Monday, July 23, 2012

NCAA Guts Penn State's Prestige

Photobucket


The NCAA slapped the Nittany Lions with sanctions that will reverberate through College Station for the next four years and beyond. They gutted the revenue earned this year from the Penn State football program, banned the team from bowl games for the next four years, and "vacated" all wins from 1998 through 2011, effectively destroying the legacy of Joe Paterno, who is no longer the "winningest coach in history."

So the football team survives and players can play the game, but the prestige is gone along with Joe Pa's statue, and that's fitting. Why should a team and a university have bragging rights when the so-called "ethical" leaders were nothing but apologists and enablers for a serial child molester?

I find all of it very satisfying, since it puts the priorities of the university back where they should have been in the first place.

Penn Live

Penn State will be banned from bowl games for four years. It will lose 20 scholarships a year for four years. It will pay a $60 million fine -- a year's average gross annual revenue for the football program.
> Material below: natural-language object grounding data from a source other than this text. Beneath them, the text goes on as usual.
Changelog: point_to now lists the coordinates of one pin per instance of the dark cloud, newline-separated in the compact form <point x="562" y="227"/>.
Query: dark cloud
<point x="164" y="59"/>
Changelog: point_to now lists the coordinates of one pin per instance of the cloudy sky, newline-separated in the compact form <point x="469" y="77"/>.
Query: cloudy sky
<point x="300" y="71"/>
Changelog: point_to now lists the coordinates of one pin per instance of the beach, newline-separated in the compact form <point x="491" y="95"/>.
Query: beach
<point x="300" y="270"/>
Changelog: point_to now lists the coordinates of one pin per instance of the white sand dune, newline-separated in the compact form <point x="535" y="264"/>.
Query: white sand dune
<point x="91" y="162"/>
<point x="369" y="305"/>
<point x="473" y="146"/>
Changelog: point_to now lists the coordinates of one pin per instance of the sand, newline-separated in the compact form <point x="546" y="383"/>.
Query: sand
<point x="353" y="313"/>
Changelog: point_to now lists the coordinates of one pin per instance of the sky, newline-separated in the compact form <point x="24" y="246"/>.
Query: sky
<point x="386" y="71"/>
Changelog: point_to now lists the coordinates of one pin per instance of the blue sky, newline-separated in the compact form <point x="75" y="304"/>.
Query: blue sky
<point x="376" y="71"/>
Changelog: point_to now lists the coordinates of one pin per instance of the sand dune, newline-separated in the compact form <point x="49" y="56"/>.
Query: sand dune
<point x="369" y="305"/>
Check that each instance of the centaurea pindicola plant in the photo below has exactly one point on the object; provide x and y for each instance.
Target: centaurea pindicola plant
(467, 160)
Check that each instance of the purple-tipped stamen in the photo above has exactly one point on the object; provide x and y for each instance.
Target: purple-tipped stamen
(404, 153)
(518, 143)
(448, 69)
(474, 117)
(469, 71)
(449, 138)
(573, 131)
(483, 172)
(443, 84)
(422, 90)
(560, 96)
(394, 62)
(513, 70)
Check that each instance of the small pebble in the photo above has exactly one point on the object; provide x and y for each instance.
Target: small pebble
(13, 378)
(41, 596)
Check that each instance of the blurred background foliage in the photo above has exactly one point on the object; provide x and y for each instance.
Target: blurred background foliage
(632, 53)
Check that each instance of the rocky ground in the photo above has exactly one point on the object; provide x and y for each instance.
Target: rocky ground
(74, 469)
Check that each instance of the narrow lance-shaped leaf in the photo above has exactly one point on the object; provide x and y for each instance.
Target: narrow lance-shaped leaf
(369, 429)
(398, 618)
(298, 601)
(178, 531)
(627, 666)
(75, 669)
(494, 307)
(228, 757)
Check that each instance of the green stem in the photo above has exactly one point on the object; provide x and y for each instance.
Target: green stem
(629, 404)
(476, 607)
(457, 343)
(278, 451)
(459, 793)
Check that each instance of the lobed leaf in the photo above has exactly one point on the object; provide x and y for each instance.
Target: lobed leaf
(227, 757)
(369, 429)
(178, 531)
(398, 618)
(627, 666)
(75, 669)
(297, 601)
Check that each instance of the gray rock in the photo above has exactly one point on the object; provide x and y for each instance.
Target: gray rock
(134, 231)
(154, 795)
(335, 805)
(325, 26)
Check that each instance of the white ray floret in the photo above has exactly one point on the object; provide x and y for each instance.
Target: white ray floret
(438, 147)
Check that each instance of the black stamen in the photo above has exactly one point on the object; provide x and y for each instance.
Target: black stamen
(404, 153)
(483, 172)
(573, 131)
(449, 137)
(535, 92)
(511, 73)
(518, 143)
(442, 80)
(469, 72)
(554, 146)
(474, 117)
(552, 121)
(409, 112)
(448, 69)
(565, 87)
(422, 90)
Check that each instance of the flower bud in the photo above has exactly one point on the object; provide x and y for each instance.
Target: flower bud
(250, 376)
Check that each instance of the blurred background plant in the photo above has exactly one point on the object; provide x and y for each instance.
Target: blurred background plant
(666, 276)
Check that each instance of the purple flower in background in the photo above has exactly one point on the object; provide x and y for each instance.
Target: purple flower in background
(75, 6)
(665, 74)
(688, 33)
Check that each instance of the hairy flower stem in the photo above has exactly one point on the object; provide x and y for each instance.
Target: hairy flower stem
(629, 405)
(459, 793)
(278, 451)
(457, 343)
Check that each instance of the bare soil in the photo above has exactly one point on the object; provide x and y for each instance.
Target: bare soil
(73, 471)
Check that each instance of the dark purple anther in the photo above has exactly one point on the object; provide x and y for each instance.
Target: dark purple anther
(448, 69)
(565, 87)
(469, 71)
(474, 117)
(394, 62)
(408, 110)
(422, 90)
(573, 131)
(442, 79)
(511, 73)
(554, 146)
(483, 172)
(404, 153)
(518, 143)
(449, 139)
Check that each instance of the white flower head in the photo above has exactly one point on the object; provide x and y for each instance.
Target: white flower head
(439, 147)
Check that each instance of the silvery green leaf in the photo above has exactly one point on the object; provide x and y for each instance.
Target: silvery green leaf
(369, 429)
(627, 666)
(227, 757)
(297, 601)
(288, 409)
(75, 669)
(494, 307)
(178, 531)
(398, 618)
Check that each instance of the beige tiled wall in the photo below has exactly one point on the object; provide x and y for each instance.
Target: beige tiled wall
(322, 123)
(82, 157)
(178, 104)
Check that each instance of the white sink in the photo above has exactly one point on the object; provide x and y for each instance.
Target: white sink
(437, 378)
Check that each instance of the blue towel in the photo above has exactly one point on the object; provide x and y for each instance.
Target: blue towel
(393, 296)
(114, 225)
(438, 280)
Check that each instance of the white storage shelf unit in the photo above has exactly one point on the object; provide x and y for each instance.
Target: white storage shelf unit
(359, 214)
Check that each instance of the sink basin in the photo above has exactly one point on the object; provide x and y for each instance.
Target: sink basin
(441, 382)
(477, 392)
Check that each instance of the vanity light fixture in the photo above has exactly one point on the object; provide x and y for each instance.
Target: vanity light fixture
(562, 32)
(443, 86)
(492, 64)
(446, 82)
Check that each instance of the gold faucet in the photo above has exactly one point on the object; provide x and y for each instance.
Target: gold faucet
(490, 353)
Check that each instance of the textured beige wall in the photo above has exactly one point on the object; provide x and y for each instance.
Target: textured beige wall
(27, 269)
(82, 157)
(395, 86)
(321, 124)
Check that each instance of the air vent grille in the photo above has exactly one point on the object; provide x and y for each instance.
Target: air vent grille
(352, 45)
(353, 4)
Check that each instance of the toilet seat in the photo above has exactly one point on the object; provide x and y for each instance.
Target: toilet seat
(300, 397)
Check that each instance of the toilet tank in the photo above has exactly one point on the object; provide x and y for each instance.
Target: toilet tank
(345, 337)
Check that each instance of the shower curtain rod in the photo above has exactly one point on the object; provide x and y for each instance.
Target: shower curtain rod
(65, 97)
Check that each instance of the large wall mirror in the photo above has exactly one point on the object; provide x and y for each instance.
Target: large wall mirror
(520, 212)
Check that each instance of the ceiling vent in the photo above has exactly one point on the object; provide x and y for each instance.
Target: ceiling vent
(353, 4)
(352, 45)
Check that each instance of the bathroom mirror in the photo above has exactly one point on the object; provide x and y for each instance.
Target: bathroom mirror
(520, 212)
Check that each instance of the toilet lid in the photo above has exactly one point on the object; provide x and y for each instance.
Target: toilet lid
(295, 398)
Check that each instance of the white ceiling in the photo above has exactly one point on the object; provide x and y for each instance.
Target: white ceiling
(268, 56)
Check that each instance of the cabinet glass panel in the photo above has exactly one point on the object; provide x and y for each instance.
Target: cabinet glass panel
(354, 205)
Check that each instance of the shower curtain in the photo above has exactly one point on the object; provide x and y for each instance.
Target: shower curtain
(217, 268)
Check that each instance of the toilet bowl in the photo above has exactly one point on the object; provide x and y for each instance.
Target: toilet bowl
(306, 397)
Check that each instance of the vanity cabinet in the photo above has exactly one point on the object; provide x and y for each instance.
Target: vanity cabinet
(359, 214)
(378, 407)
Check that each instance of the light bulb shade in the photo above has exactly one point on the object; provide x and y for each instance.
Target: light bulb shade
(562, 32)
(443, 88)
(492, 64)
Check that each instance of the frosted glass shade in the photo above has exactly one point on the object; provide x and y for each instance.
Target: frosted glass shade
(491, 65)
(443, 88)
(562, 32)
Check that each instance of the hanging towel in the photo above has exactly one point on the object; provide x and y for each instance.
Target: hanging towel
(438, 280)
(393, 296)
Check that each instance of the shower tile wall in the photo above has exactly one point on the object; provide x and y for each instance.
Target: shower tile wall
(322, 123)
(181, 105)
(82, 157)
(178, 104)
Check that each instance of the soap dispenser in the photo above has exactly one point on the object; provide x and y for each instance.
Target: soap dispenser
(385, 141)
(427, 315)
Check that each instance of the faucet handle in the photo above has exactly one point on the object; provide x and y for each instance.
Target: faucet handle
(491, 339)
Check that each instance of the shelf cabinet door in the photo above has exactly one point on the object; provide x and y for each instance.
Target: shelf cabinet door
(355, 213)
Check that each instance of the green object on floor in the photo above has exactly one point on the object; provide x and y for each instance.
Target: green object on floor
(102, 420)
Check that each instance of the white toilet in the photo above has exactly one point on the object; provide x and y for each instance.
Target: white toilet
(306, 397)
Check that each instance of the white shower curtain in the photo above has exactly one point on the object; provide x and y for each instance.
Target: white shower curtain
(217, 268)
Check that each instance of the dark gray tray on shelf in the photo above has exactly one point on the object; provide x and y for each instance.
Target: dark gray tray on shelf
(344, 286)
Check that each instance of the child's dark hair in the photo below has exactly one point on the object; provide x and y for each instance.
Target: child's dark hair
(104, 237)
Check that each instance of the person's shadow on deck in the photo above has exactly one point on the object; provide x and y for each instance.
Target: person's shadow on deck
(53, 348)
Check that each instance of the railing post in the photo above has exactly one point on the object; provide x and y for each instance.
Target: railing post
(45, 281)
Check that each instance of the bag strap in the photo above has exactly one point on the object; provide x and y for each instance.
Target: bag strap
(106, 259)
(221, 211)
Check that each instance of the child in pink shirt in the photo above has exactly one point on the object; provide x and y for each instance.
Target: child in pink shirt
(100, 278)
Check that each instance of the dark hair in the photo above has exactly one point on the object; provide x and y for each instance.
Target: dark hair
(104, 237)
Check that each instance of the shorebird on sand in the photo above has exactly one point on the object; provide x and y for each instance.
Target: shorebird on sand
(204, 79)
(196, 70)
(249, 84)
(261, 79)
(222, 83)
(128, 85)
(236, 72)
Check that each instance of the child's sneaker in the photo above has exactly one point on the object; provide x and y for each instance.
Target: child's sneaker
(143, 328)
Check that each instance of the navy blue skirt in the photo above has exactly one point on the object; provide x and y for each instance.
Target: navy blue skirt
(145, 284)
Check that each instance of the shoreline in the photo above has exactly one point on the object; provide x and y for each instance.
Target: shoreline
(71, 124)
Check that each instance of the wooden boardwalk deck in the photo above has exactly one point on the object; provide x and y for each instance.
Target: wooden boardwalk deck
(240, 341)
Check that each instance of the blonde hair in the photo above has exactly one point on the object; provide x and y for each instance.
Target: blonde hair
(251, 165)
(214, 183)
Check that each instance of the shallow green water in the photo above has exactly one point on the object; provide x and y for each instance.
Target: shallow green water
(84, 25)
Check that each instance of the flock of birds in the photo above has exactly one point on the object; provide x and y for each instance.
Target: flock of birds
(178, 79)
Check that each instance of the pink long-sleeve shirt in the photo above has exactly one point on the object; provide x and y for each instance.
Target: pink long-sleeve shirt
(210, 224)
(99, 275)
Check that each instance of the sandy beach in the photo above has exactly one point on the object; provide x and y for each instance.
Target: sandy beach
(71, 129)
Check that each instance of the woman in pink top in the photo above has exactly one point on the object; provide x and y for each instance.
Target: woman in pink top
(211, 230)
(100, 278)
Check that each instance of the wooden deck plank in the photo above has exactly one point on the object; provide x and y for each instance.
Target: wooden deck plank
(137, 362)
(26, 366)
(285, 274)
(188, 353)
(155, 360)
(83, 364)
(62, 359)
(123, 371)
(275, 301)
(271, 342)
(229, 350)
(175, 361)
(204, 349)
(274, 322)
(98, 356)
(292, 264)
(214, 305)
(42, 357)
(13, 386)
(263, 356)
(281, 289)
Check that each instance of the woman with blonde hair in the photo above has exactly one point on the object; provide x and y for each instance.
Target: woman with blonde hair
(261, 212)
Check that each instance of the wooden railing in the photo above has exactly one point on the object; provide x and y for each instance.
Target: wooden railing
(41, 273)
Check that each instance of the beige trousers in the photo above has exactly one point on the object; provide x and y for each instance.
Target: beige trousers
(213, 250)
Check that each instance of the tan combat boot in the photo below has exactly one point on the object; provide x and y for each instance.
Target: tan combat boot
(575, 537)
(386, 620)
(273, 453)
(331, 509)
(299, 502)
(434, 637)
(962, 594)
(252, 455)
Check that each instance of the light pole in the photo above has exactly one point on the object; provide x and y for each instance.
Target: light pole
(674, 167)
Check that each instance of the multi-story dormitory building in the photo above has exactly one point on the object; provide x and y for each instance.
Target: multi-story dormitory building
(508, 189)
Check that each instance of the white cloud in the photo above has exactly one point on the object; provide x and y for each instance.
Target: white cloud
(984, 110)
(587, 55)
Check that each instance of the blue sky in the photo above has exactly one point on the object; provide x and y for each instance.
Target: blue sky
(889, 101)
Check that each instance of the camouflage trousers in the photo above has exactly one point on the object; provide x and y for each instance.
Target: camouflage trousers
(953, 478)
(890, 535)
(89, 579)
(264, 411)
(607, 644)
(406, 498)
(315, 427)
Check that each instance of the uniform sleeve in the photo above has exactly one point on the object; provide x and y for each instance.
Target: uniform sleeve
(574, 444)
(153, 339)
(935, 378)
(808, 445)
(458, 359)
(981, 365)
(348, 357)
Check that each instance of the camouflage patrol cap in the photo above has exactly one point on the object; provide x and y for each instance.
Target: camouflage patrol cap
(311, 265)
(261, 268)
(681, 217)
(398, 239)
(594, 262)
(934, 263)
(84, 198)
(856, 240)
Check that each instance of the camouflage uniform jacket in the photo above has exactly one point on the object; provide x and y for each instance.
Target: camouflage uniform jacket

That money will be used to fund programs to prevent child abuse. Penn State can't pay that fine with academic money or by cutting other athletic scholarships.

And the Nittany Lions 109 wins between 1998 and 2011 have been vacated. Joe Paterno is no longer the winningest Div. I football coach of all time.

NCAA president Mark Emmert said the NCAA crafted the punishment as a consent decree, which the university has signed. No appeal is expected.

The penalties are meant to carry a message, Emmert says. Big sports he said, have become too big to fail, and in some cases, too big to question.